Yemin Yemin konusunun açıklattırılması MADDE 237- (1) Hâkim, eksik olan noktaları tamamlamak veya açık olmayan hususları aydınlatmak için yeminin konusu ile bağlantılı gördüğü soruları yemin eden kimseye sorabilir. Yemin tutanağının düzenlenmesi MADDE 238- (1) Hâkim, yemin eden kimsenin beyanını dinleyip tutanağa geçirir ve yazılanları yüksek sesle huzurunda okur; beyanında ısrar edip etmediğini sorar ve verilen cevabı tutanağa kaydeder. Yalan yere yemin iddiası MADDE 239- (1) Yemin eda edildikten sonra, yalan yere yemin nedeniyle açılan ceza davası, esas dava bakımından bekletici sorun yapılamaz. NOT: Yalan yere yemin edilmiş olduğu mahkeme kararıyla sabit olursa, bu bir yargılamanın yenilenmesi sebebidir.
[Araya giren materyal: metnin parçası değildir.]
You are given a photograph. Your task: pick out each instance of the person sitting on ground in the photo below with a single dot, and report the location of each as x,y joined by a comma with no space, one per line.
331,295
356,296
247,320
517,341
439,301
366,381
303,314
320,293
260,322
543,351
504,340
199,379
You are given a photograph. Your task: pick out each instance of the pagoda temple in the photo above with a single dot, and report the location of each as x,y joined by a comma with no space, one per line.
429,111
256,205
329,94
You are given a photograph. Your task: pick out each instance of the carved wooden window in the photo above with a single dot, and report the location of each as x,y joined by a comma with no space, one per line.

Yemin Örnek: Davacının ispat yükünü taşıdığı bir davada davacının yemin teklifi üzerine: Davalı yemin ederse dava sona erer, Davalı davayı kazanır. Davalı mazeretsiz şekilde gelmez veya gelip de yemin etmekten kaçınırsa, vakıayı ikrar etmiş sayılır. Davacı davayı kazanır. Davalı yemini karşı tarafa iade ederse (yalnızca kendisine yemin teklif edilen tarafın şahsından kaynaklanmıyorsa) Davacı yemin etmezse, davasını ispat edememiş sayılır, Davalı davayı kazanır. Davacı yemin ederse davasını ispat etmiş sayılır, Davacı davayı kazanır.
Kesin Hüküm Kesin hüküm kesin delil teşkil eder. Aynı taraflar arasında açılan bir dava aynı dava sebeplerine dayanıyor fakat konusu farklıysa ilk davada tespit edilen vakıalar, ikinci davada kesin hüküm oluşturur. Bunun en yaygın örneği kısmi dava – ek dava ilişkisidir. Kısmi davada mahkemenin yaptığı vakıa tespitleri, kısmi davada kesinlik arz eder. Tespit davasından sonra açılacak eda davasında da aynı şey söz konusu olur.